Processor segment-repair end with Exception

j-panzer opened this issue · 7 comments

The processor 'segment-repir' ends wirh Exception "Exception: ocrd-segment-repair exited with non-zero return value 1" if it comes after processor 'cis-ocropy-segment' in the workflow. In a changed workflow.

In a modified workflow, where processor 'cis-ocropy-segment' is replaced by processor 'tesserocr-segment-line', the processing runs.

kba commented

The root cause of the error is

shapely.errors.TopologicalError: The operation 'GEOSWithin_r' could not be performed. Likely cause is invalidity of the geometry <shapely.geometry.polygon.Polygon object at 0x2aaae5b3f898>

Which is caused by _child_within_parent not getting a valid polygon from the coordinates of the parent region. Likely, the parent region's @coords has invalid points. I'll try to reproduce.

kba commented

input data: https://owncloud.gwdg.de/index.php/s/k96zk4XILHi3let

This was the workflow:

time ocrd process\
    "olena-binarize -I PRESENTATION -O OCR-D-BIN -P impl sauvola"\
    "anybaseocr-crop -I OCR-D-BIN -O OCR-D-CROP"\
    "olena-binarize -I OCR-D-CROP -O OCR-D-BIN2 -P impl kim"\
    "cis-ocropy-denoise -I OCR-D-BIN2 -O OCR-D-BIN-DENOISE -P level-of-operation page"\
    "cis-ocropy-deskew -I OCR-D-BIN-DENOISE -O OCR-D-BIN-DENOISE-DESKEW -P level-of-operation page"\
    "tesserocr-segment-region -I OCR-D-BIN-DENOISE-DESKEW -O OCR-D-SEG-REG"\
    "segment-repair -I OCR-D-SEG-REG -O OCR-D-SEG-REPAIR -P plausibilize true"\
    "cis-ocropy-deskew -I OCR-D-SEG-REPAIR -O OCR-D-SEG-REG-DESKEW -P level-of-operation region"\
    "cis-ocropy-clip -I OCR-D-SEG-REG-DESKEW -O OCR-D-SEG-REG-DESKEW-CLIP -P level-of-operation region"\
    "cis-ocropy-segment -I OCR-D-SEG-REG-DESKEW-CLIP -O OCR-D-SEG-LINE -P level-of-operation region"\
    "segment-repair -I OCR-D-SEG-LINE -O OCR-D-SEG-REPAIR-LINE -P sanitize true"\
    "cis-ocropy-dewarp -I OCR-D-SEG-REPAIR-LINE -O OCR-D-SEG-LINE-RESEG-DEWARP"\
    "calamari-recognize -I OCR-D-SEG-LINE-RESEG-DEWARP -O OCR-D-OCR -P checkpoint /usr/users/jpanzer/ocrd/models/calamari-models/\*.ckpt.json"

Thanks everyone for the detailed report! @kba we are looking for a TextLine from the else part at the bottom of ocrd_cis.ocropy.segment._process_element.
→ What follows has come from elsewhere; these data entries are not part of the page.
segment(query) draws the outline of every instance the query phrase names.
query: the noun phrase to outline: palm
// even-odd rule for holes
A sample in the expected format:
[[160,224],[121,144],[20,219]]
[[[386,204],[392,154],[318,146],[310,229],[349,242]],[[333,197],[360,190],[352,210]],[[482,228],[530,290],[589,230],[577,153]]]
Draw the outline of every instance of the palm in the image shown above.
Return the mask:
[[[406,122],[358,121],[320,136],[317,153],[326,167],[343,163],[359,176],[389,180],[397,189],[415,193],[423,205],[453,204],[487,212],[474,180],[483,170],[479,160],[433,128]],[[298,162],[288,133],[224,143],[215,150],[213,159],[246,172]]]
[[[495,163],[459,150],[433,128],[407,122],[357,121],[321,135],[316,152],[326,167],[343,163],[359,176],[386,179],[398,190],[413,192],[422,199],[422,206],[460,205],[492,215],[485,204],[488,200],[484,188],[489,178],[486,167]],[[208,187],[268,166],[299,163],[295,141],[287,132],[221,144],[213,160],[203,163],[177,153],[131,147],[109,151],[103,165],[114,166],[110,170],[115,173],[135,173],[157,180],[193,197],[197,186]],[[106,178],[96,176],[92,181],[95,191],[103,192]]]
This should be detectable via page validation, yes. (The polygons themselves are produced in ocrd_cis.ocropy.segment.masks2polygons and polygon_for_parent)

EDIT And we know that we are not looking for a bad TextRegion because the error goes away when replacing the ocrd_cis line segmentation with the one from ocrd_tesserocr.

Note: repair has long since included a mechanism for PAGE input validation and automatic fixing – I have not tested this again, but I'm pretty sure it has been solved.